Os enquadramentos limpidamente abertos de Ryan Kernaghan são o contraponto técnico de Chris Baugh para um filme que se desdobra no fio da navalha, mas que alivia a tensão também com o emprego de clássicos do country e folk, as músicas que o ingênuo Donal aprecia. Antes tivesse ido tomar uma cerveja no botequim de sempre, ao som de uma canção nostálgica qualquer antes de se meter a paladino da justiça. Poderia ter se poupado de muitos dissabores.


Filme: Bad Day for the Cut
Direção: Chris Baugh
Ano: 2016
Gênero: Thriller/Crime
Nota: 9/10

Giancarlo Galdino

Depois de sonhos frustrados com uma carreira de correspondente de guerra à Winston Churchill e Ernest Hemingway, Giancarlo Galdino aceitou o limão da vida e por quinze anos trabalhou com o azedume da assessoria de políticos e burocratas em geral.
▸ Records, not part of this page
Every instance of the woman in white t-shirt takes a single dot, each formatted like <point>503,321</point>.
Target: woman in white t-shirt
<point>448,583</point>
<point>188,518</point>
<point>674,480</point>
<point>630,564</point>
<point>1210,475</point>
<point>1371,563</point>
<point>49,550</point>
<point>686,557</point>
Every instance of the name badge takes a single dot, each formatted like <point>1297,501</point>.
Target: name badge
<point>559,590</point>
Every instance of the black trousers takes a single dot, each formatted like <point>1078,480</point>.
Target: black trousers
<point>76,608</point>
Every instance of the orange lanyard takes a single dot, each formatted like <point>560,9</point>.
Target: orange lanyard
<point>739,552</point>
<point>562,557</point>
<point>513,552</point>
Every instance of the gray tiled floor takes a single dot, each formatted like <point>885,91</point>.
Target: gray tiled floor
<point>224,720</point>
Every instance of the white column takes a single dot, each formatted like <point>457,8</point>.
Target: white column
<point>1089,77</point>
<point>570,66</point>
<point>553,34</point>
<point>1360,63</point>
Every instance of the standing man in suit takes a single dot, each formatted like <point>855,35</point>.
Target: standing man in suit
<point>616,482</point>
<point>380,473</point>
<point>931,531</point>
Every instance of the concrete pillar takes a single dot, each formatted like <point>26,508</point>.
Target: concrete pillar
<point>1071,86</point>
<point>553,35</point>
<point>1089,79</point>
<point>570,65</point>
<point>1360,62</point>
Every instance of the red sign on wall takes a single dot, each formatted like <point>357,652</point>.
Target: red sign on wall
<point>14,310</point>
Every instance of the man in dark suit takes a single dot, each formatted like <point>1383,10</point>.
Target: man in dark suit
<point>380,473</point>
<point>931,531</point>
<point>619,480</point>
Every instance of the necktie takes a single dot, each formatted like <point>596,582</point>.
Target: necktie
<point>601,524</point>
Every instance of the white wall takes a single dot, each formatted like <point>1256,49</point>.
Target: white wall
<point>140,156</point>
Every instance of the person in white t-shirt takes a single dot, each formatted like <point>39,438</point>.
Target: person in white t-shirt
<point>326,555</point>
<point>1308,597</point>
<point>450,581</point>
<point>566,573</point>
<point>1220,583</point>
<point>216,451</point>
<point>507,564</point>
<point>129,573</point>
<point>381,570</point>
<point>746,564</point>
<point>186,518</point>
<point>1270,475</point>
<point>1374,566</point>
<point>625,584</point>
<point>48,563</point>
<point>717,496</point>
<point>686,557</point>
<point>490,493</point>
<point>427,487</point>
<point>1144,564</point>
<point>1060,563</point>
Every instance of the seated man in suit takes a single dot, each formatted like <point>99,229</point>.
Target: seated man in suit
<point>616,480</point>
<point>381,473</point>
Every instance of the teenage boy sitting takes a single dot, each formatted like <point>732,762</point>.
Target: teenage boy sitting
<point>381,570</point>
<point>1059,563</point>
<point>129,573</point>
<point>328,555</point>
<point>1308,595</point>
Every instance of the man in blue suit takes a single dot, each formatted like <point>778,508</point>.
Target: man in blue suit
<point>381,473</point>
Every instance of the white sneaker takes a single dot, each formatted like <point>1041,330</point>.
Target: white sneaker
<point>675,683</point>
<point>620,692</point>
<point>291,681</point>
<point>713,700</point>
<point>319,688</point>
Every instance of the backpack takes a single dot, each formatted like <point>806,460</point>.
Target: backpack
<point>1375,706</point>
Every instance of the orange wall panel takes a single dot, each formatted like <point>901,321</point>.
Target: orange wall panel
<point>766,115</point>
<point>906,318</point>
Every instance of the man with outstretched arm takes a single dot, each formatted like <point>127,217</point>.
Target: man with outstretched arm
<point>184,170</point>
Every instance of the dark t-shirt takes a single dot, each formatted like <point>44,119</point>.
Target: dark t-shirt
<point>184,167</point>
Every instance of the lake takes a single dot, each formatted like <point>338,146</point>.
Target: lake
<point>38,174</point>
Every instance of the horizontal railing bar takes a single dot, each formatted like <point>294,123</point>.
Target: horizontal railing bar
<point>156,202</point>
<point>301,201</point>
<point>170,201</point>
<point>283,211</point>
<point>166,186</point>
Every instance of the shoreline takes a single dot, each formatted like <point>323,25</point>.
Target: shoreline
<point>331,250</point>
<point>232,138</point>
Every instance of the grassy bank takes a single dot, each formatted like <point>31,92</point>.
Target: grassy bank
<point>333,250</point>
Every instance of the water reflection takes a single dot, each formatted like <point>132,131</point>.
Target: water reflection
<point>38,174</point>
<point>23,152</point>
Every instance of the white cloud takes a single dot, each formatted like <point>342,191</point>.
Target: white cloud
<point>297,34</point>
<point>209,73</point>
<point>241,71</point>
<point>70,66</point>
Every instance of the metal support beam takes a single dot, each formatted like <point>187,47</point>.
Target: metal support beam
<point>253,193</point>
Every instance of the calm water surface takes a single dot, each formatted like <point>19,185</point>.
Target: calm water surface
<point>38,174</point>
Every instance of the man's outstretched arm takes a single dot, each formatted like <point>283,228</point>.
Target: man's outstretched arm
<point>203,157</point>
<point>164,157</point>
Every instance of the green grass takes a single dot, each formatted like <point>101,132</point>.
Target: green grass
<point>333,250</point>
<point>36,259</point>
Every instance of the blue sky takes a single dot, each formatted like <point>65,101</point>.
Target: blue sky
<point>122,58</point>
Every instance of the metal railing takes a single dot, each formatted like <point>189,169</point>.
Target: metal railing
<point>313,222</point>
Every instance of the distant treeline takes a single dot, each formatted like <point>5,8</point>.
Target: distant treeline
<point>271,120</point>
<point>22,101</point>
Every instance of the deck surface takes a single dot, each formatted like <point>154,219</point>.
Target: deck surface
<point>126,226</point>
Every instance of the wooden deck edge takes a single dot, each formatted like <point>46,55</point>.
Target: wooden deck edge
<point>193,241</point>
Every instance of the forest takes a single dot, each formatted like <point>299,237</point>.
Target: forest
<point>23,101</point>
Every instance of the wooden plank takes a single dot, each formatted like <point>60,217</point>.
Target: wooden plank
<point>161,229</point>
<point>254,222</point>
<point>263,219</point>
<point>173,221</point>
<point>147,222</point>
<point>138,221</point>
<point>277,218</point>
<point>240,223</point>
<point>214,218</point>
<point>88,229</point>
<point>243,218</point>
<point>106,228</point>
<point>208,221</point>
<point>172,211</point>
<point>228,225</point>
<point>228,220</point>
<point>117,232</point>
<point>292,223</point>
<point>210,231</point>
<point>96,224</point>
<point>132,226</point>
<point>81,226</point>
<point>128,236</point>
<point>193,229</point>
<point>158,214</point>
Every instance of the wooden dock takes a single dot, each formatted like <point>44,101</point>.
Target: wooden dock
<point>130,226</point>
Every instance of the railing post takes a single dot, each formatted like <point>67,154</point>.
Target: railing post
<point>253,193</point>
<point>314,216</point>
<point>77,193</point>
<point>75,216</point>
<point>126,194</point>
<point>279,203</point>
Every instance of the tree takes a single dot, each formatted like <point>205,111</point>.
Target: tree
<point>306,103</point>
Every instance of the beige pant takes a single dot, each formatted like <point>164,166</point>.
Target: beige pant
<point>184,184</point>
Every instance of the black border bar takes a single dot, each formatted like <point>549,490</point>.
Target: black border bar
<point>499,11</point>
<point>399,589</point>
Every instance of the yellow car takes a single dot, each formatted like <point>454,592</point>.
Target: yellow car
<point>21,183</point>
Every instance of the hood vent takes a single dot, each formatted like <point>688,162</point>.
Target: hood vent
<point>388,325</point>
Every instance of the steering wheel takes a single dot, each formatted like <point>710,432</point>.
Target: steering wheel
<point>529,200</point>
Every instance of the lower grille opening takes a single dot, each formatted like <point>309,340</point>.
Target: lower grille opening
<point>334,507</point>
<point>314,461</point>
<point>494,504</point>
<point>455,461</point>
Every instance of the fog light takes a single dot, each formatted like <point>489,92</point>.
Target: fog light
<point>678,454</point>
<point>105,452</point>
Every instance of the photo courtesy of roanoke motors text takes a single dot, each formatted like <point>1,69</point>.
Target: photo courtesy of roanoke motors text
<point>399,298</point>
Graduado em jornalismo e com alguns cursos de especialização em cinema na bagagem, desde 1º de junho de 2021, entretanto, consegue valer-se deste espaço para expressar seus conhecimentos sobre filmes, literatura, comportamento e, por que não?, política, tudo mediado por sua grande paixão, a filosofia, a ciência das ciências. Que Deus conserve.